Nous sommes en mai 1955. Dans la baie de Pampelonne, la demeure de Geneviève de Colmont accueille des acteurs en devenir : Brigitte Bardot, Curd Jürgens, Jean Louis Trintignant et Christian Marquand (le frère de Nadine Trintignant) venus tourner « Et dieu… créa la femme » sous la direction de Roger Vadim,  entre la Ponche et le port de Saint-Tropez.

Un an plus tard, à la sortie de la comédie dramatique, qui narre les vicissitudes d’une jeune orpheline qui fait chavirer les cœurs jusqu’à confondre maris et amants, l’équipe du film est propulsée au rang de stars internationales du cinéma français.
La France s’est trouvée une fiancée… Brigitte Bardot   
A la faveur de son tam-tam mambo endiablé, dansé pieds nus, dans « Et dieu… créa la femme » (encensé aux Etats-Unis mais quelque peu boudé dans l’hexagone), Brigitte Bardot devient un sex symbol, qui ouvre la voie à la libération de la femme.  

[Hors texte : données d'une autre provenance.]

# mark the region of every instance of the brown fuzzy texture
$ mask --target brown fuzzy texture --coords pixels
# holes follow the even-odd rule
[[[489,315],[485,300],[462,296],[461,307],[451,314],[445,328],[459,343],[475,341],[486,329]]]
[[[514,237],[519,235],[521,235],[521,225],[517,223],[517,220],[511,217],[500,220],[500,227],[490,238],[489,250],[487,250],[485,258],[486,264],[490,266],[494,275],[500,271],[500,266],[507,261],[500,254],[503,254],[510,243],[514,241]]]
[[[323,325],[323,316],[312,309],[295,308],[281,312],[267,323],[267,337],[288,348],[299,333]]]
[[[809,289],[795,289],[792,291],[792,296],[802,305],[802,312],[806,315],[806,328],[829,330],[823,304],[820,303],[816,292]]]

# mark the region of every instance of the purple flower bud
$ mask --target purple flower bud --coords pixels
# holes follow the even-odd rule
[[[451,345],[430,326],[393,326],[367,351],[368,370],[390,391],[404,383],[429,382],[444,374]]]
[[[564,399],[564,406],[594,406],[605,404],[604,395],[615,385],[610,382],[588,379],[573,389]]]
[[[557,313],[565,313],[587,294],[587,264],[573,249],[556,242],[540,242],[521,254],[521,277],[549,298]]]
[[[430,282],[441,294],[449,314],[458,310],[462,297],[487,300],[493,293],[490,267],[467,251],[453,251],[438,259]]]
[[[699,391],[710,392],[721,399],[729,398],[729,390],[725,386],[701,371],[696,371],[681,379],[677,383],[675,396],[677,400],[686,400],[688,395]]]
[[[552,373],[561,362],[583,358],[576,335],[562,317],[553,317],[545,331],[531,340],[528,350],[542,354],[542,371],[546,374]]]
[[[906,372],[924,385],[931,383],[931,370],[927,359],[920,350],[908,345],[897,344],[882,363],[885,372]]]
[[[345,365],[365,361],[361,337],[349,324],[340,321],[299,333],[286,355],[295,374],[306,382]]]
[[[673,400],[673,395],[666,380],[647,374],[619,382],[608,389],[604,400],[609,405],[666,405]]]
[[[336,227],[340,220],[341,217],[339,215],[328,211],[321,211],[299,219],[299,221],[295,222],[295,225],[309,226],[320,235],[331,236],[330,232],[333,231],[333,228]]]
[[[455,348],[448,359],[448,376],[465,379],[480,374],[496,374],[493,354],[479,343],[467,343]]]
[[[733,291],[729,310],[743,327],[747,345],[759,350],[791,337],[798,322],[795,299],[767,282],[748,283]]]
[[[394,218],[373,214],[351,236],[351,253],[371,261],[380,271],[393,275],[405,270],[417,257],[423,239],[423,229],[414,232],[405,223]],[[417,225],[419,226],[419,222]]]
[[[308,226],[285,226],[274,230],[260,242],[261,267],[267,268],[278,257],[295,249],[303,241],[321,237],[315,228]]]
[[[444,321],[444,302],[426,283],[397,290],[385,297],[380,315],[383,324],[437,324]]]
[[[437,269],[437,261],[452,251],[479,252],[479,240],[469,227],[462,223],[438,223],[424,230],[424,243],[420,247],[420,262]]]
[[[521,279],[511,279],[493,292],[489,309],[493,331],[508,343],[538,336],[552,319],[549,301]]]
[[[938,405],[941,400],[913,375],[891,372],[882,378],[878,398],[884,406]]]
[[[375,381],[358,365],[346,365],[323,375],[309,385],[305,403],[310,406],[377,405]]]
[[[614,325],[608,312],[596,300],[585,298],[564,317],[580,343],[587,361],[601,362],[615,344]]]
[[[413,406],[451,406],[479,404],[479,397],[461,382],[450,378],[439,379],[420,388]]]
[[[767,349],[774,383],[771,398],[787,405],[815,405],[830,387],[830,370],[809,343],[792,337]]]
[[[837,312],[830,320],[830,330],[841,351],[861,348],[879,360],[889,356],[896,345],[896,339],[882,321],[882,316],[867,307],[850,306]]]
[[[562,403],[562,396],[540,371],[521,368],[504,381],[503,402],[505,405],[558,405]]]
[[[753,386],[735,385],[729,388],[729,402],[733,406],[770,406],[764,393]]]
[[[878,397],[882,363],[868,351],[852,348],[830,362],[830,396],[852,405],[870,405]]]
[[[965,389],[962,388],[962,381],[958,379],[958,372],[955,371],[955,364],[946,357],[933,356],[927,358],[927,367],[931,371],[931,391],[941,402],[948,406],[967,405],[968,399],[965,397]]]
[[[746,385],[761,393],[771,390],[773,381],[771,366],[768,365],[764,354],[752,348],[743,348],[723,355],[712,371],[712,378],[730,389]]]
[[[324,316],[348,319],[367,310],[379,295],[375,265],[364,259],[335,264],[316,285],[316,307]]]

Une vague médiatique emporte Brigitte Bardot à chacune de ses apparitions cinématographiques ou privées.
Son succès et son statut d’icône se confirment, en effet, de films en films : « En cas de malheur » de Claude Autant Lara, "Le Mépris", « Masculin, féminin » de Jean Luc Godard, d’Une ravissante idiote" d'Edouard Molinaro ou encore « Viva Maria » de Louis Malle,   


Des amours défuntes

Perçue comme libre, sensuelle, provocante insouciante ou encore ingénue, Brigitte Bardot est victime de son image, si bien que l’aile conservatrice hexagonale et une certaine presse s’arrogent le droit d’exploiter, également, sa vie privée. Une médiatisation qui précipite souvent la fin de ses amours.

Brigitte Bardot se marie par quatre fois, d’abord avec Roger Vadim, puis Jacques Charrier, son partenaire dans « Babette s'en va-t'en guerre » (de Christian Jaque) qui lui donnera son unique enfant Nicolas, le milliardaire allemand, Gunter Sachs, et avec Bernard d’Ormale, un industriel et sympathisant du Front National.
Brigitte Bardot a également partagé la vie de Jean Louis Trintignant, Sacha Distel, avec qui elle chante en duo « Le soleil de ma vie » (une adaptation de « You Are the Sunshine of My Life » de Stevie Wonder), Serge Gainsbourg qui lui offre « Bubble gum », « Bonnie and Clyde », « Je t’aime… moi non plus » ou encore « Harley Davidson », mais aussi de Samy Frey.  


Brigitte Bardot / Saint-Tropez : d’un mythe à l’autre

Las de cette vie tumultueuse qui lui vaut cet engouement qui la dépasse et dont elle devient victime, après 21 ans de carrière, Brigitte Bardot arrête le cinéma après une ultime comédie de Nina Companeez, « Colinot trousse chemise ». Nous sommes en 1973…
Propriétaire depuis 1958 de « La Madrague » (dont elle chante les louanges dans le titre éponyme qu’elle doit à Jean Max Rivière et Gérard Bourgeois), Brigitte Bardot s’installe définitivement dans cette demeure de la baie des Canoubiers, avant d’acquérir également la Garrigue, située au Capon.  Recluse, Saint-Tropez devient son havre de paix.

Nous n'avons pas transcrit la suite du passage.